Consumer concern for animal welfare is increasing demand for free-range and organic pork.

For many years, chefs and the food media championed Bangalow Sweet Pork for its exceptional flavour and tenderness.

It even made the pages of The New York Times in 2005, when R.W. Apple recounted a lunch at Sean’s Panaroma in Bondi: ”The homey highlight of a thoroughly unpretentious meal was a hunk of thrillingly juicy Bangalow pork, Australia’s finest, rimmed by amber crackling and flanked by mounds of crunchy cabbage, prunes and roast sweet potatoes. Yum, yum and yum!”

Bangalow was the best pork available then. While it is still raised without hormones or antibiotics, it’s not free range or organic – both relatively recent innovations in pork production, in response to a market demanding more humane methods of raising animals for consumption.

In a country as large as Australia, extremes in climate and poor soil conditions are a hindrance to free-range pig farming. A minuscule quantity is produced in this way; even less is certified organic.

Whether we can produce enough free-range pork here to satisfy a changing market is debatable but consumer demand is the most effective way to change how animals are raised.

Both my restaurants still feature salumi made with Bangalow Sweet Pork but we use organic pork whenever we can.



Dandelion are considered weeds in many gardens but in some restaurants they’re a prized ingredient. If dandelion is not available, use radicchio, treviso or spinach instead.
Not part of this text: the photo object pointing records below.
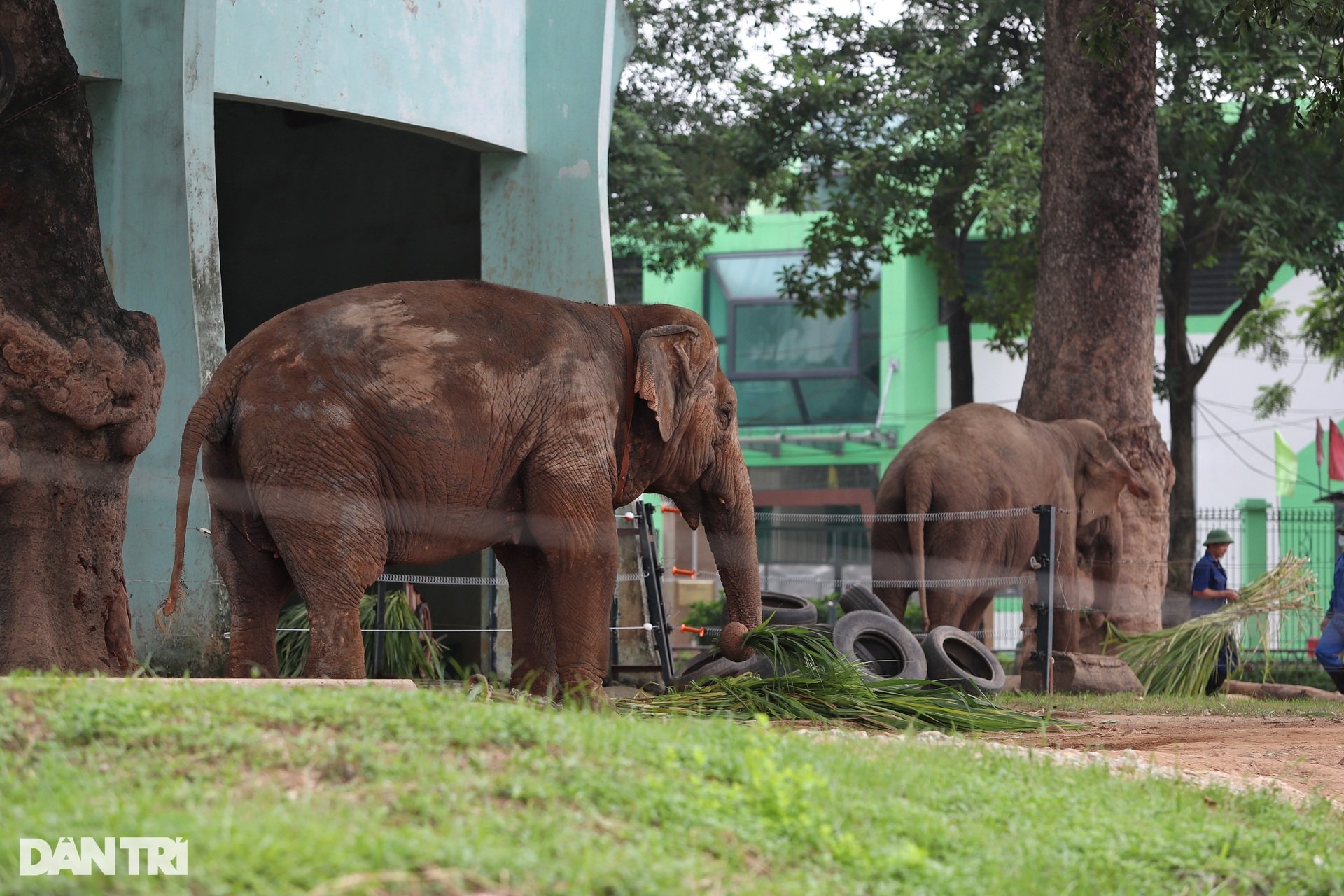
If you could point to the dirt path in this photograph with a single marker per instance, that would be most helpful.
(1304, 754)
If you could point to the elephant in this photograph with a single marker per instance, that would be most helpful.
(983, 457)
(420, 421)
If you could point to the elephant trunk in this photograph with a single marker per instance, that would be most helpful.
(730, 527)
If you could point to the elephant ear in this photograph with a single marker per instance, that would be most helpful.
(664, 372)
(1107, 473)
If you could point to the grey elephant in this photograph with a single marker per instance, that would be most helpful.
(981, 457)
(416, 422)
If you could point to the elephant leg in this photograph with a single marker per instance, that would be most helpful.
(945, 608)
(334, 550)
(258, 584)
(575, 533)
(974, 617)
(534, 628)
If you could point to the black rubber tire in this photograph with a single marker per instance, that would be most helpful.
(787, 610)
(711, 664)
(879, 643)
(958, 659)
(858, 597)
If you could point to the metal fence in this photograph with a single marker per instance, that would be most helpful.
(815, 561)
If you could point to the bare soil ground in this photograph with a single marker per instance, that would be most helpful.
(1303, 754)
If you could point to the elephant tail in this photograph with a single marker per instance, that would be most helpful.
(917, 504)
(209, 418)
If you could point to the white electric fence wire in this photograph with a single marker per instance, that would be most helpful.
(892, 517)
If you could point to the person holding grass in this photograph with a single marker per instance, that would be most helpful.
(1208, 593)
(1331, 645)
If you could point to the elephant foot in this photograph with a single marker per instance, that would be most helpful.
(337, 666)
(582, 688)
(585, 695)
(539, 682)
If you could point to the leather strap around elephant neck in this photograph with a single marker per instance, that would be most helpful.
(628, 410)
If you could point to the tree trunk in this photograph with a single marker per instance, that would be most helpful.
(1091, 352)
(958, 354)
(80, 378)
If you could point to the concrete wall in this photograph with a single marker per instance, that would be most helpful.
(451, 67)
(543, 216)
(1233, 450)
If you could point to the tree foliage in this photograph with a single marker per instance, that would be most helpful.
(1324, 20)
(675, 167)
(911, 136)
(1242, 181)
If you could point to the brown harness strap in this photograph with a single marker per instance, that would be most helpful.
(628, 412)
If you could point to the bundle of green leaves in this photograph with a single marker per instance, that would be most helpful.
(823, 687)
(1180, 662)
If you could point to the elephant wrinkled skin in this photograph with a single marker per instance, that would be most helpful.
(416, 422)
(981, 457)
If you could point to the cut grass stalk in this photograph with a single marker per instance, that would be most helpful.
(823, 687)
(1180, 662)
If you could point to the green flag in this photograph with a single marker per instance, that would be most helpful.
(1285, 464)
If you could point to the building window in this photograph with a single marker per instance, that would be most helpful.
(788, 368)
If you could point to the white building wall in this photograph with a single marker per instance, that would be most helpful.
(1233, 450)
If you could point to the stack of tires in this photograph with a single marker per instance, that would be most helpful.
(870, 634)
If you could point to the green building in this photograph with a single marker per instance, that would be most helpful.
(253, 156)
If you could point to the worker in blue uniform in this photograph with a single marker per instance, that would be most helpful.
(1209, 592)
(1331, 645)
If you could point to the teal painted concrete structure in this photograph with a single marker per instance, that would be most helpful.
(526, 85)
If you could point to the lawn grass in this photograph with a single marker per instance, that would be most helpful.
(1130, 704)
(280, 792)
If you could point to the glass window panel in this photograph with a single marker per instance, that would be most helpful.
(766, 402)
(774, 337)
(839, 400)
(752, 276)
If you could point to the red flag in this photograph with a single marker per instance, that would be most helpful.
(1336, 453)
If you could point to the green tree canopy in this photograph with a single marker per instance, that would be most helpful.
(675, 168)
(910, 136)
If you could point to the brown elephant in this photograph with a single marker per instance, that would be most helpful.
(416, 422)
(981, 457)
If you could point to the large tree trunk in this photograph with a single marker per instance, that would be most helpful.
(80, 378)
(1091, 352)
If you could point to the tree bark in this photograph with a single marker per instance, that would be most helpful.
(960, 365)
(1091, 352)
(80, 378)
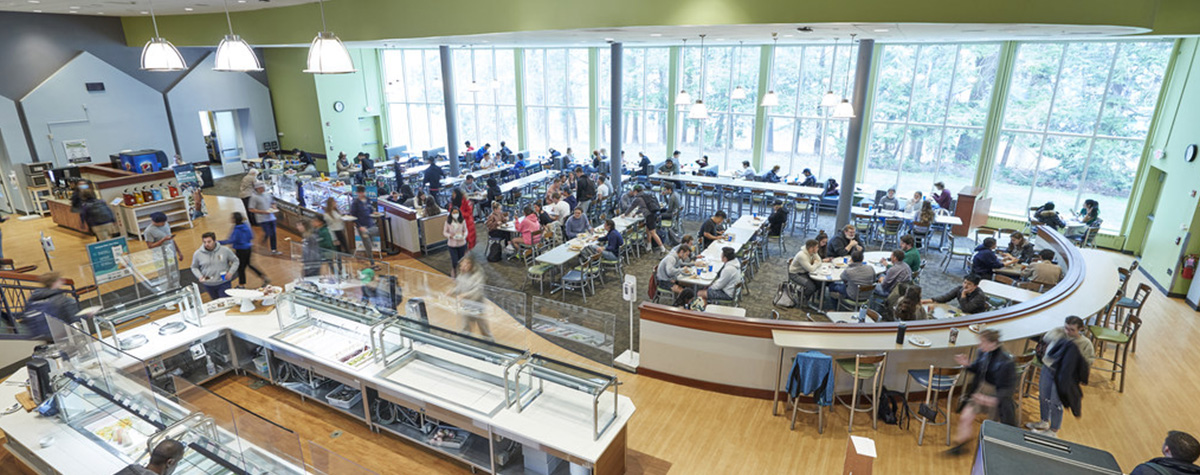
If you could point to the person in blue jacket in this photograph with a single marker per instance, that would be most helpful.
(241, 240)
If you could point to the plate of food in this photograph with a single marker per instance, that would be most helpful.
(919, 341)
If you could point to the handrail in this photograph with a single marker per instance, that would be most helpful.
(762, 328)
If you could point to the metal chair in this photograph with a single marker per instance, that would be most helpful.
(862, 367)
(935, 380)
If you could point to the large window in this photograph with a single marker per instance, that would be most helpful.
(801, 133)
(1074, 125)
(930, 107)
(485, 86)
(415, 107)
(727, 136)
(557, 100)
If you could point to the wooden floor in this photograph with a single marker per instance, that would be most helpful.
(697, 432)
  • 6 pork chops, each 160g to 180g
  • 4 tbs extra virgin olive oil
  • Salt and pepper
  • 300g dandelion leaves
  • 2 eschalots, peeled and minced
  • 1 clove garlic, minced
  • 2 tsp good-quality balsamic vinegar

A wood-burning grill will give the best results, imparting a smoky flavour, but a gas barbecue, flat grill or large frypan will do. Rub chops with 2 tablespoons of oil. Season lightly on both sides with salt and pepper. Grill for 2-3 minutes each side, then rest on a tray above the grill for 10-15 minutes in a warm spot. Meanwhile, wash dandelion leaves well and blanch for 30 seconds in boiling water. Drain and squeeze water from leaves. Heat remaining olive oil in a pan and gently fry eschalots and garlic for 1 minute until soft. Raise heat and toss in leaves. Fry, constantly moving around, for 2-3 minutes. Turn off heat and add balsamic. Season to taste. Serve pork chops on braised dandelion.

Serves 6 as main course

Wine Cabernet merlot



Adapted from a recipe by Fabio Picchi from the book Pigs and Pork.

  • 200g pork rind
  • 1 onion
  • 1 celery stick
  • 1 carrot
  • 2 tbs extra virgin olive oil
  • 1 bay leaf
  • 1 sprig each of sage and rosemary
  • 2 cloves garlic, crushed
  • Ground black pepper
  • Chilli powder
  • 1 cup canned tomatoes
  • 2 celery hearts, thinly sliced
  • 8 small new potatoes, peeled and cut into bite-size pieces
  • Salt
  • Crusty bread, to serve

Cut rind into finger-length strips. Plunge into boiling water and simmer for 90 minutes until tender. Drain, rinse under running water. Finely chop onion, celery stick and carrot. Fry gently in oil in heavy casserole pot until just browned. Add herbs and garlic. Season with pepper and chilli to taste. Stir in pork rind, tomatoes, celery hearts and potatoes. Add 1 ladleful of water and simmer for 1 hour. Season to taste with salt.